The Organisation of Capitalism and Corporate Bankruptcy Law Reform

At the time of writing, the Insolvency Service has launched a review of the corporate insolvency framework in the UK...

Presented by: Sarah Paterson, The London School of Economics

At the time of writing, the Insolvency Service has launched a review of the corporate insolvency framework in the UK (and has published many of the responses which it has received to the consultation), and the European Commission has published a proposal for a new Directive setting minimum harmonisation standards for debt restructuring law. Both initiatives propose the introduction of what corporate restructuring lawyers call “cross-class cram down”: the ability of the court to (literally) cram a restructuring plan down on a class which has dissented from it in voting.
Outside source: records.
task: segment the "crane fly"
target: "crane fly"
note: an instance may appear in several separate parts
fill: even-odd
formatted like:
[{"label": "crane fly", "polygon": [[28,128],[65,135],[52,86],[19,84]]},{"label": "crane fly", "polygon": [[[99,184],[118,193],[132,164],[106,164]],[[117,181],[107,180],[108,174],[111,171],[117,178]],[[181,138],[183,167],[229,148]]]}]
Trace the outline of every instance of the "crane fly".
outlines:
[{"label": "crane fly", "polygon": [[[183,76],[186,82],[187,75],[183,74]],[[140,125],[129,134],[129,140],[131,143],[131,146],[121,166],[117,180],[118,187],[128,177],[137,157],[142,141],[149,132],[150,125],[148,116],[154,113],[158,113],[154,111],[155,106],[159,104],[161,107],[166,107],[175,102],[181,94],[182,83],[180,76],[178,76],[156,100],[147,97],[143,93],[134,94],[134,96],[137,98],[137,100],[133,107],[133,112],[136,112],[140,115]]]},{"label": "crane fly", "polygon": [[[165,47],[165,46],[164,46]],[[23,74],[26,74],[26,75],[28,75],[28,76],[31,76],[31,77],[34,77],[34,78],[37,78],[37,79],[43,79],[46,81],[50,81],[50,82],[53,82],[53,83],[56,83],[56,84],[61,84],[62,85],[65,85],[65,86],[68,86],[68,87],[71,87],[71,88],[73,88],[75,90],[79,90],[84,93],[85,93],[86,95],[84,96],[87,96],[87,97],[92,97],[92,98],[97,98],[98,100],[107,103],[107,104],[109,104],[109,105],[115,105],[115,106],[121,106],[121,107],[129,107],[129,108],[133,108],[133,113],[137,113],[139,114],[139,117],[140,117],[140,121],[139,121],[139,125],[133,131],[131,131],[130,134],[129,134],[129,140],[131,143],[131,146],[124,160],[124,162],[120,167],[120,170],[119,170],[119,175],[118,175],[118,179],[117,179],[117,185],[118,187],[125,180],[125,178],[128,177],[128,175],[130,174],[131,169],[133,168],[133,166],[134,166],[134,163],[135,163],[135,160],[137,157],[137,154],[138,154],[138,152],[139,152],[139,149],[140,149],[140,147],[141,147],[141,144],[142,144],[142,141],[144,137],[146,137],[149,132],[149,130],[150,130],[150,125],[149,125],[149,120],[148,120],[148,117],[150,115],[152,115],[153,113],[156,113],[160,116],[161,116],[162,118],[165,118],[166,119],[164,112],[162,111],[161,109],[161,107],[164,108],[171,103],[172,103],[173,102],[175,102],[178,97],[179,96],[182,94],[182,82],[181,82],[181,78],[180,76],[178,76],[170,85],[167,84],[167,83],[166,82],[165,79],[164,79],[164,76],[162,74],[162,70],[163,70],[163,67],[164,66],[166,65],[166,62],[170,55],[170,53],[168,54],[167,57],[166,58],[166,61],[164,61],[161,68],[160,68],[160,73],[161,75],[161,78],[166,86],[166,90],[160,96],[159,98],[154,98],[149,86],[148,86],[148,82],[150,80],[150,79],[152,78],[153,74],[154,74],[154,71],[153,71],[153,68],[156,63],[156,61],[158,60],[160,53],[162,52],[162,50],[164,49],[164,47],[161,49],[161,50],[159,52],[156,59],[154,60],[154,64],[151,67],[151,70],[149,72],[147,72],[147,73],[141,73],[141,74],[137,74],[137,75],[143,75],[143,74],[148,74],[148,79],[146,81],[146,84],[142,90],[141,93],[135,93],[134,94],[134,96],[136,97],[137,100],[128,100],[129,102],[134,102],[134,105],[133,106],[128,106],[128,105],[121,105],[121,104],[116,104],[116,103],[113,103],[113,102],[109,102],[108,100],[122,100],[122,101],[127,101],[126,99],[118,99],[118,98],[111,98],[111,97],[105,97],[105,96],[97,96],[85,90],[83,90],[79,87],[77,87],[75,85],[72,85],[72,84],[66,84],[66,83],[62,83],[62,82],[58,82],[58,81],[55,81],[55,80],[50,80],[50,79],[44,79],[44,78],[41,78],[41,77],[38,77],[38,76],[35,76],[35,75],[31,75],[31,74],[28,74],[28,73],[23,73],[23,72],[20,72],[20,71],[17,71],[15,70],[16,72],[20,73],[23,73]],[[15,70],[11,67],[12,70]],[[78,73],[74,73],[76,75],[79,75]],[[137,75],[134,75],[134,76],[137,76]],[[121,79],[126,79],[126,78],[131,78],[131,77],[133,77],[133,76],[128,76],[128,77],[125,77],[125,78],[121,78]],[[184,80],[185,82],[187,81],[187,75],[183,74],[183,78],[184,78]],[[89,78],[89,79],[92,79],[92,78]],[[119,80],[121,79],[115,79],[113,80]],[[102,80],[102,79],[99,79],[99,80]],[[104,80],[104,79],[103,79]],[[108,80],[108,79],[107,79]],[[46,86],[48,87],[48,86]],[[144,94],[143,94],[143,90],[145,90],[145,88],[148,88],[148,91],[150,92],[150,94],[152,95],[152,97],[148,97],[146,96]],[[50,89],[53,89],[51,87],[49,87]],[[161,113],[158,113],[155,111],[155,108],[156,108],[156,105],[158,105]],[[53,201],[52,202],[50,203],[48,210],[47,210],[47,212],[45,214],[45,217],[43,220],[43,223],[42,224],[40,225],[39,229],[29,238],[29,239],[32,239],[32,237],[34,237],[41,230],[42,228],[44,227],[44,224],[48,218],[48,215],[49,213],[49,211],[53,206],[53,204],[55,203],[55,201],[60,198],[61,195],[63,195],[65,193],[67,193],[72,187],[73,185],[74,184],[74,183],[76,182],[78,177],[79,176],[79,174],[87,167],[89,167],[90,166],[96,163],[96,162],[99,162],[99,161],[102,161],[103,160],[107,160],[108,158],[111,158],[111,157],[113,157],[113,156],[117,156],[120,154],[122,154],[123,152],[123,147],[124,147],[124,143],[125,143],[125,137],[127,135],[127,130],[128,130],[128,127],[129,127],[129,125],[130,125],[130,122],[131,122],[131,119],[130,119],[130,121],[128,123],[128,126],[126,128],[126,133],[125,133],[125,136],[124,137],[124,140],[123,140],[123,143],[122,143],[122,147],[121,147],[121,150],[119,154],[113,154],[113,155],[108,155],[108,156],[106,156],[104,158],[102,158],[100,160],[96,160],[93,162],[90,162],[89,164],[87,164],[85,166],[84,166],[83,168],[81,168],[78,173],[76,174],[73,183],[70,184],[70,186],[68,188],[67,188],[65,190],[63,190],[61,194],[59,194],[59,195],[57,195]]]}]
This idea is most developed in the US Chapter 11 procedure, where it has a long history. Perhaps inevitably, therefore, there is a temptation to lift the detailed mechanics of cross-class cram down from Chapter 11 and transplant them into the laws of England and Wales (and European member states).

This paper will advance two arguments as to why that is not the right approach. First, it will argue that the US system of cross-class cram down was designed with some very specific features of the institutional design of the US corporate bankruptcy system in mind, and that it will not translate well to a European setting. Secondly, and perhaps more fundamentally, it will argue that there is a great deal of historical contingency in the US design and that it may require overhaul in the US to adapt to the sociology of corporate bankruptcy bargaining in the twenty-first century. It is therefore hoped that the paper will not just be of interest to corporate bankruptcy and finance scholars, but also to anyone in the corporate and business law sphere who is interested in the relationship between the organisation of capitalism and corporate, commercial and business law’s design.